Figure 2: A) Location of JAK2V617F mutation and other exon 14 mutations (from SH2 domain) in JAK2. Janus kinase (JAK2) mutations could exist as point mutations, duplications and insertions in essential thrombocythemia (ET) and other MPNs. Location of these mutations is the regulatory N terminal of pseudokinase, namely SH2 (Src-homology domain). JAK2V617F mutation is the most frequent mutation in these patients. B) Schematic figure of JAK2V617F mutation and TPO signaling. JAK2V617F mutation activates the transcription factors involved in myeloid and megakaryocytic proliferation, and can be assumed as the original cause of MPNS such as ET. Activated JAK2 kinase phosphorylates the tyrosine of STAT, which is dimerized and enters the nucleus, binding the regulatory sequence of target gene to regulate its transcription and increase the proliferation of myeloid and megakaryocytic progenitors. On the other hand, JAK2 phosphorylates Ras/MEK/ERK molecules that result in cell proliferation. Therefore, JAK2V617F mutation by STAT, Ras/ MEK/ERK and PI3K/Akt pathways results in proliferation of myeloid and megakaryocytic progenitors in the absence of TPO. JAK2 inhibitors (e.g.

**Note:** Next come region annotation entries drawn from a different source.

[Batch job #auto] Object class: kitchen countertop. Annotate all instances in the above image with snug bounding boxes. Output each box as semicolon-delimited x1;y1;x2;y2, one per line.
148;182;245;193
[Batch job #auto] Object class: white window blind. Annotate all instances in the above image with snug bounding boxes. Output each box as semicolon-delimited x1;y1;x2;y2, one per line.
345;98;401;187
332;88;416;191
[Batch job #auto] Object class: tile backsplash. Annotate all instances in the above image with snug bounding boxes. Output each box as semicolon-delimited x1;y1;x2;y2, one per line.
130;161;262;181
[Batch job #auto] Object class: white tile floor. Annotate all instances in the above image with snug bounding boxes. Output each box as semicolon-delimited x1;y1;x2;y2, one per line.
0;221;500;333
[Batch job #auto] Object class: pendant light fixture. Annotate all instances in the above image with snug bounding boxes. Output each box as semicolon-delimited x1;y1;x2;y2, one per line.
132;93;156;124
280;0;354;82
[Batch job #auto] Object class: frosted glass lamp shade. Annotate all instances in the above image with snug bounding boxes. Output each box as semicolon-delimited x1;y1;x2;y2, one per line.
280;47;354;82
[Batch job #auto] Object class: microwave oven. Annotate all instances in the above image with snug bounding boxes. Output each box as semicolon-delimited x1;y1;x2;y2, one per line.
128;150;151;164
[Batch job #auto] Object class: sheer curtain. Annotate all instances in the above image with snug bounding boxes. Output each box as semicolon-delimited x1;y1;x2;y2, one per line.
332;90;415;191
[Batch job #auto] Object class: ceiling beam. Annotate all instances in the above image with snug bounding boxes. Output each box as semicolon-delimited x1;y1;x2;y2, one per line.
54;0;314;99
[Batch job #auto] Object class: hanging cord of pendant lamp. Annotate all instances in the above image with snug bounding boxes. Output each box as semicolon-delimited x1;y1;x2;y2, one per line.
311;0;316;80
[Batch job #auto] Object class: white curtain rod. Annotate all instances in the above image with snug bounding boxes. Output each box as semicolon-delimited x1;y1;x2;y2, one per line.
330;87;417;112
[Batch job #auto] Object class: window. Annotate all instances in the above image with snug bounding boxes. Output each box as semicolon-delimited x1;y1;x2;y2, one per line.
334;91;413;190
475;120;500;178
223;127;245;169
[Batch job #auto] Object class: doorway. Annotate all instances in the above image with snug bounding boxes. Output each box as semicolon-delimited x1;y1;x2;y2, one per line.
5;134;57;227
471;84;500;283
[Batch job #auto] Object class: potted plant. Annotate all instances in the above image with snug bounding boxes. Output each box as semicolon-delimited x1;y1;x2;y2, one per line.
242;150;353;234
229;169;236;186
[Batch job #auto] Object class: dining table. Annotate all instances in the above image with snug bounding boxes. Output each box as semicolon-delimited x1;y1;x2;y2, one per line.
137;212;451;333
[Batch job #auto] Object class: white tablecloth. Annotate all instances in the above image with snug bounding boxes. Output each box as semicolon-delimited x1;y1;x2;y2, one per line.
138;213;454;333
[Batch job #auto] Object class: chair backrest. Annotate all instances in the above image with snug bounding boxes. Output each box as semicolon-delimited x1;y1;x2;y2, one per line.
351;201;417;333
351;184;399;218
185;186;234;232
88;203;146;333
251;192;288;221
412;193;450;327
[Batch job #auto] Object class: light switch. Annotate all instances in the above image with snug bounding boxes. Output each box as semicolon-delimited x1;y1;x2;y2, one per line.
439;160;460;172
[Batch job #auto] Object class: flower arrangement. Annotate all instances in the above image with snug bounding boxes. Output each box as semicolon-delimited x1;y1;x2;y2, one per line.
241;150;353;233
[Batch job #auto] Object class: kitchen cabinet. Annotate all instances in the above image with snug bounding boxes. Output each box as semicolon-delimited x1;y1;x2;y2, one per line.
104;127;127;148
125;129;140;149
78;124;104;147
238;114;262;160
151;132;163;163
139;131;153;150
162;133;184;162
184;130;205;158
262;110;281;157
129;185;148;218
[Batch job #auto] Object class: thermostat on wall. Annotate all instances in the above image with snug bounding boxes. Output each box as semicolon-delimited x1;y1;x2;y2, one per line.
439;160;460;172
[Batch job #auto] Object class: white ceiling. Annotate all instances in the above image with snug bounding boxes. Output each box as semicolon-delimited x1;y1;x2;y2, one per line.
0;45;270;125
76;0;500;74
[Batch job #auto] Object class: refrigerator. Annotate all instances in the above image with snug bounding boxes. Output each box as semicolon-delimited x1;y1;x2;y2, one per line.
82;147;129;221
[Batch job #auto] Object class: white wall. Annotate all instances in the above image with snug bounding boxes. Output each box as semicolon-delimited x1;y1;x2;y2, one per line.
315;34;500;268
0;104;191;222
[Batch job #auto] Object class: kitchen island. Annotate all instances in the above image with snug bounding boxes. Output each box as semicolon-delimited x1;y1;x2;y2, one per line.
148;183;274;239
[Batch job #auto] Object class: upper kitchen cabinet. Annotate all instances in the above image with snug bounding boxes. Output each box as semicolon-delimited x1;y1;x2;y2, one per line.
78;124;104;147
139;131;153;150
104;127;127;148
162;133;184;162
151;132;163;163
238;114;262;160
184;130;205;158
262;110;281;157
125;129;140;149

Ruxolitinib) inhibit both mutated and non-mutated JAK2 and do not discriminate between them.
Figure 3: Structure of Calreticulin. CALR has three domains with structural and functional viability. N terminal domain in red (containing N domain and signal sequence shown in black), P domain (blue), C domain (green) are the three domain of CALR. C domain is a binding site for Ca2+ and contains KDEL signal. P and N domains are chaperon domains of CALR. N domain contains three cysteine residues. Thunderbolt yellow arrow shows glycosylation sites in N and C domain (residues 162 and 327, respectively). Repetitive sequence in P domain contains PXXIXDPDAXKPEDWDE (orange lozenge and letter a) and GXWXPPXIXNPXYX (orange square and letter b) amino acids.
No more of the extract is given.